RBI minutes from this month’s meeting were more hawkish than expected.  With inflation running above 5%, officials fretted that the 2-6% target band will be breached as fiscal policy runs too hot.  One member of the MPC noted that “Fixed income markets are telling us that we have fallen behind the curve.”  Next policy meeting is April 5 and markets should start preparing for a possible rate hike then.

The RBI is reportedly reviewing its process for allowing local companies to issue debt overseas.  The bank is apparently concerned that future FX movements may hurt these companies’ ability to repay their external debt obligations.  The RBI is also looking more closely at the hedging practices of borrowers.  Observers said that the new process has resulted in slower approvals for external debt issuance in recent weeks.

Effective June 1, IDR-denominated debt becomes eligible for the Barclays Global Aggregate Index.  Fifty IDR-denominated government bonds totaling $151.3 bln in market value will enter the Global Aggregate and Global Treasury universes in early May and will contribute to index returns starting June 1.

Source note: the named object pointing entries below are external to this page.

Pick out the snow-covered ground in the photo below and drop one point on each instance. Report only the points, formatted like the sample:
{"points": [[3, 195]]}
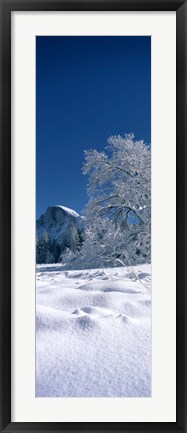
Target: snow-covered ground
{"points": [[93, 332]]}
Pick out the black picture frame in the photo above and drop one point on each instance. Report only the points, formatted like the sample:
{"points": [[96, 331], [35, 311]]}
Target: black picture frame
{"points": [[6, 7]]}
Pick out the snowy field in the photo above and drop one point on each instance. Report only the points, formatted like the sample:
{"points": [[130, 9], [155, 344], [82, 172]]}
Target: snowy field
{"points": [[93, 332]]}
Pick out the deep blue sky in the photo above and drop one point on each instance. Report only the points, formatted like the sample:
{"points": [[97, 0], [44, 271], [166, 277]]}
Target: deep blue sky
{"points": [[87, 88]]}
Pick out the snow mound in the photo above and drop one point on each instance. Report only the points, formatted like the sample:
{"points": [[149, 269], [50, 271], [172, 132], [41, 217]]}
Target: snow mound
{"points": [[93, 332]]}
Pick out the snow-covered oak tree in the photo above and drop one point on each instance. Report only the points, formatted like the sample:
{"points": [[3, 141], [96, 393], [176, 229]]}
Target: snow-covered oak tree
{"points": [[120, 189]]}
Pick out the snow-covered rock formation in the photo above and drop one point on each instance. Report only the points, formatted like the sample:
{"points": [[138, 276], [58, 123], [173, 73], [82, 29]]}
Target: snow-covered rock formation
{"points": [[62, 225]]}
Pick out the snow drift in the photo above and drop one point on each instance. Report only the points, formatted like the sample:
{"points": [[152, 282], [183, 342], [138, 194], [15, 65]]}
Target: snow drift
{"points": [[93, 332]]}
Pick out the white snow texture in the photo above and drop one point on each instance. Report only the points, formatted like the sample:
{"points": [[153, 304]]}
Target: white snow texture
{"points": [[93, 332]]}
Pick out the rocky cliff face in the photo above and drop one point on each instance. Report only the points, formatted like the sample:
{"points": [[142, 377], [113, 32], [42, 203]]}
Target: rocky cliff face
{"points": [[62, 225]]}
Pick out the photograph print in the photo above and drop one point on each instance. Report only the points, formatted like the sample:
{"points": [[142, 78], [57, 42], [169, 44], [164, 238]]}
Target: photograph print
{"points": [[93, 216]]}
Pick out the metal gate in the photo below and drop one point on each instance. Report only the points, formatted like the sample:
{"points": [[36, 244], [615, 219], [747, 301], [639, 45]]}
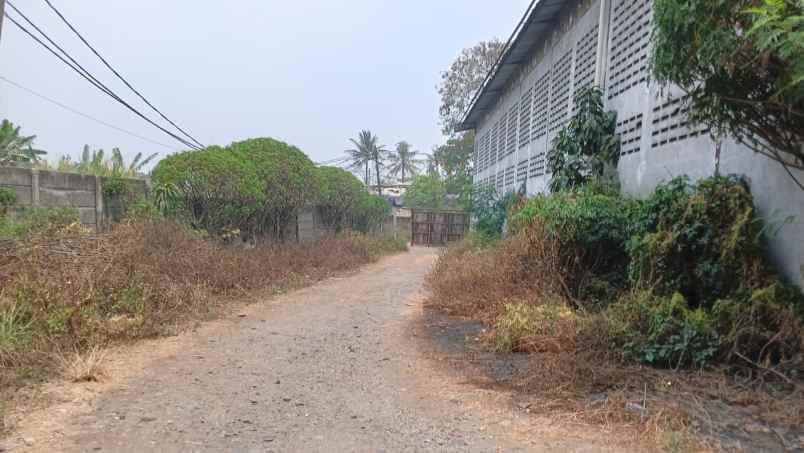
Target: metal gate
{"points": [[436, 227]]}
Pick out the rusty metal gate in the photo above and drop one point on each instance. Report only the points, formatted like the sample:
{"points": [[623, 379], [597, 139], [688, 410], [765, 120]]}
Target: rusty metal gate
{"points": [[437, 227]]}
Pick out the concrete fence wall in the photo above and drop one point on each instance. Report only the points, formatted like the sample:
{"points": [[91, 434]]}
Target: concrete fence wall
{"points": [[50, 189], [311, 227]]}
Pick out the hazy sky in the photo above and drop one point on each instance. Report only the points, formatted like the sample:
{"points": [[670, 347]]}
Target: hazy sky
{"points": [[312, 73]]}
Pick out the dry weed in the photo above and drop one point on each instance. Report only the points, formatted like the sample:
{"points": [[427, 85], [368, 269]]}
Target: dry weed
{"points": [[83, 367]]}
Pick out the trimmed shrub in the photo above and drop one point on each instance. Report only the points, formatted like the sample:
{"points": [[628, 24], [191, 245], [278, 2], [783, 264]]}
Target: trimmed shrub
{"points": [[662, 331], [339, 195], [255, 186], [218, 189], [287, 178]]}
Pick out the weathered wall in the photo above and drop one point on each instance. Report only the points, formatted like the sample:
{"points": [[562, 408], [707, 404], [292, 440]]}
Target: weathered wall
{"points": [[311, 228], [657, 143], [69, 190]]}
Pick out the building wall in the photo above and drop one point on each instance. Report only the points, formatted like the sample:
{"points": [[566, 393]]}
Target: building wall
{"points": [[657, 144]]}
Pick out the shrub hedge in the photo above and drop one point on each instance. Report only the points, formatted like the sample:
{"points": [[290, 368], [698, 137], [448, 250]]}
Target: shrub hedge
{"points": [[257, 187]]}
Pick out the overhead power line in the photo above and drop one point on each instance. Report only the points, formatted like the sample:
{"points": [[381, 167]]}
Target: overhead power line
{"points": [[79, 113], [106, 63], [92, 80]]}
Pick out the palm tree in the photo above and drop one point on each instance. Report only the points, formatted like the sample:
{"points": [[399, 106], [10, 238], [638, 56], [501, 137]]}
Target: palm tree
{"points": [[367, 150], [431, 164], [15, 148], [403, 161]]}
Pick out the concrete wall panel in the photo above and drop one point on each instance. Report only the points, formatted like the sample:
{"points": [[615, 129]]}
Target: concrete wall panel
{"points": [[66, 181], [66, 198]]}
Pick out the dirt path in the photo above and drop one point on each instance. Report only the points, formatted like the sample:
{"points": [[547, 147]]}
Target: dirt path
{"points": [[341, 366]]}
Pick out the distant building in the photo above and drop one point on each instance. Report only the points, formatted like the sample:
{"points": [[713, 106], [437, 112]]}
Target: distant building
{"points": [[565, 45]]}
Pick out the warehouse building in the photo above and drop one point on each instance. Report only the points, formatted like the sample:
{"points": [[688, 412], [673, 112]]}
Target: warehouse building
{"points": [[562, 46]]}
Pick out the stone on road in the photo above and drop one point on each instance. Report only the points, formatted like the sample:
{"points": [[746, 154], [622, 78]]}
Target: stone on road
{"points": [[336, 367]]}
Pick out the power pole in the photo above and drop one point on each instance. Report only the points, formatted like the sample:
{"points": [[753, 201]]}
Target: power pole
{"points": [[2, 15]]}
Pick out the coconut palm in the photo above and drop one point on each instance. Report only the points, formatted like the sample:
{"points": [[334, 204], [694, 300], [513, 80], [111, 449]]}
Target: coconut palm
{"points": [[16, 149], [367, 150], [96, 163], [403, 161], [431, 164]]}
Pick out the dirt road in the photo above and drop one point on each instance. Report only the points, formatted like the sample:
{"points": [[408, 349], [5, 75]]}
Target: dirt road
{"points": [[342, 366]]}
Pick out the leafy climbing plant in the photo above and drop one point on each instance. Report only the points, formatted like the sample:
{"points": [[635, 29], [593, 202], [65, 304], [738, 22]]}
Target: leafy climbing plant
{"points": [[740, 64], [584, 149]]}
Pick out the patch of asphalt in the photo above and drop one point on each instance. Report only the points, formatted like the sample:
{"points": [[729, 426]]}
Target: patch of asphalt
{"points": [[337, 367]]}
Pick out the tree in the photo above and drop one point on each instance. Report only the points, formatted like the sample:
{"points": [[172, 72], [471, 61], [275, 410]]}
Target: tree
{"points": [[16, 149], [339, 193], [463, 79], [403, 161], [426, 191], [95, 162], [431, 165], [455, 160], [586, 146], [741, 65], [367, 150]]}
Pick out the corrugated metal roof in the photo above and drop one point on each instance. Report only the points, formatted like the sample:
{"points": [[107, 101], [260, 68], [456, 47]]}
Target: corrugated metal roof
{"points": [[537, 22]]}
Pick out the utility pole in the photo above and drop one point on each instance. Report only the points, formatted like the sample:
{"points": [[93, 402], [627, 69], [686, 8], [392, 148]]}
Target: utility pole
{"points": [[2, 15]]}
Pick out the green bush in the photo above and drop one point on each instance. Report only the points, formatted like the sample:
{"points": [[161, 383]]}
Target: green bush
{"points": [[662, 331], [490, 211], [217, 188], [287, 180], [256, 186], [593, 227], [705, 288], [7, 199], [339, 194], [586, 147], [34, 220]]}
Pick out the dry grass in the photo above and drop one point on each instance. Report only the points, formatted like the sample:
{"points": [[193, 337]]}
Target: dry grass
{"points": [[84, 367], [516, 289], [70, 290]]}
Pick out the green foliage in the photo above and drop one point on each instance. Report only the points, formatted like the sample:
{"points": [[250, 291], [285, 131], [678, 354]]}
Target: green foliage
{"points": [[742, 64], [704, 241], [368, 151], [16, 149], [778, 29], [339, 193], [98, 164], [706, 290], [490, 210], [218, 189], [593, 226], [426, 192], [256, 186], [454, 159], [370, 212], [662, 331], [8, 197], [586, 147], [463, 79], [35, 220]]}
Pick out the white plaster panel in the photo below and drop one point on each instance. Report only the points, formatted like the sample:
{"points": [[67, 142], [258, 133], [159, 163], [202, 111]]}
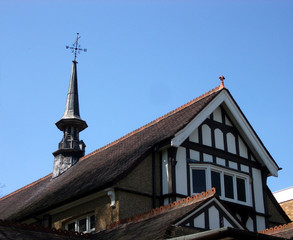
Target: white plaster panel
{"points": [[260, 223], [221, 161], [165, 171], [227, 223], [194, 136], [258, 190], [242, 148], [249, 224], [214, 218], [231, 143], [217, 114], [194, 155], [244, 168], [219, 139], [206, 135], [207, 158], [199, 221], [233, 165], [227, 121], [181, 181]]}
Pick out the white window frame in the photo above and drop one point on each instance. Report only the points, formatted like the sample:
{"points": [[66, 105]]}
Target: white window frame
{"points": [[76, 223], [208, 170]]}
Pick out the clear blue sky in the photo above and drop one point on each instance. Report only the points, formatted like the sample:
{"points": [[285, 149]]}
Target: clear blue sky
{"points": [[144, 59]]}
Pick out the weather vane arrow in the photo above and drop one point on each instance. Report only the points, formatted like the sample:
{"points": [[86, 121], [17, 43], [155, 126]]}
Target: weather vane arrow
{"points": [[75, 49]]}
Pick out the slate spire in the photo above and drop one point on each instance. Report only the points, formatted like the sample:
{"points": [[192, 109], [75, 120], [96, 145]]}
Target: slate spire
{"points": [[70, 149]]}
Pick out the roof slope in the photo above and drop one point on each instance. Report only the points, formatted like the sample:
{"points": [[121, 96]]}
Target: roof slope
{"points": [[157, 224], [101, 168], [10, 230]]}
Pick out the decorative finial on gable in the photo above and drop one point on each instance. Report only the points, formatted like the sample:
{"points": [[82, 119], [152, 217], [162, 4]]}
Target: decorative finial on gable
{"points": [[222, 78], [75, 49]]}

Israeli Prime Minister Netanyahu is coming under increasing pressure.  Israeli police arrested several of Netanyahu’s friends and aides in a widening corruption investigation.  One of those arrested subsequently agreed to become a government witness.  This comes after reports that one of Netanyahu’s closest advisers sought to bribe a judge into dropping a criminal investigation involving his wife.

South African corporates will be impacted by new eligibility rules for the Barclays Global Aggregate Index effective May 1.  If the local sovereign debt is not eligible for the index, then no other securities denominated in that currency will be eligible regardless of their ratings.  As a result, 32 government-related and corporate bonds ($7.5 bln in market value) denominated in ZAR will be removed from the Global Aggregate Index in early April and will not contribute to May index performance.

South African Finance Minister Gigaba announced fiscal tightening in the first budget under President Ramaphosa.  Key takeaways from South Africa’s budget statement:  1) VAT will be raised one percentage point to 15%, 2) other measures will impact income and estate taxes, 3) spending will be cut ZAR85 bln over next three years, 4) growth forecasts were raised modestly, and 5) deficit forecast for FY2018/19 cut to -3.6% of GDP from -3.9% previously.  Bottom line:  we think it buys some time but a downgrade from Moody’s still seems likely this year.

Moody’s cut the outlook on Colombia’s Baa2 rating from stable to negative.  The agency cited a deteriorating fiscal outlook and risks that the next government won’t be able to limit its borrowing.  Our own sovereign ratings model showed Colombia’s implied rating falling a notch this quarter to BBB-/Baa3/BBB-.  This supports S&P’s recent downgrade to BBB-, and suggests pressure on Moody’s and Fitch’s ratings of Baa2 and BBB, respectively.

Mexico presidential candidate Andres Manuel Lopez Obrador (AMLO) appears to have softened his stance on the controversial oil sector reforms of 2013.  Those reforms opened up Mexico’s energy sector to private investment, and AMLO has threatened to reverse them.  Now, advisor Alfonso Romo said AMLO has reviewed most of the oil tenders awarded and found them to be beneficial for Mexico.  He added that the auctions were found to be well-executed and transparent.

Venezuela launched an oil-backed cryptocurrency called the petro.  The deal was first announced in December.  Details remain sketchy, but (at least for now) a petro is meant to represent a claim of some sort on Venezuelan crude oil.  We think this is just a gimmick that cashes in on the current crypto craze, aims to circumvent existing sanctions, and avoids addressing the nation’s deep structural problems.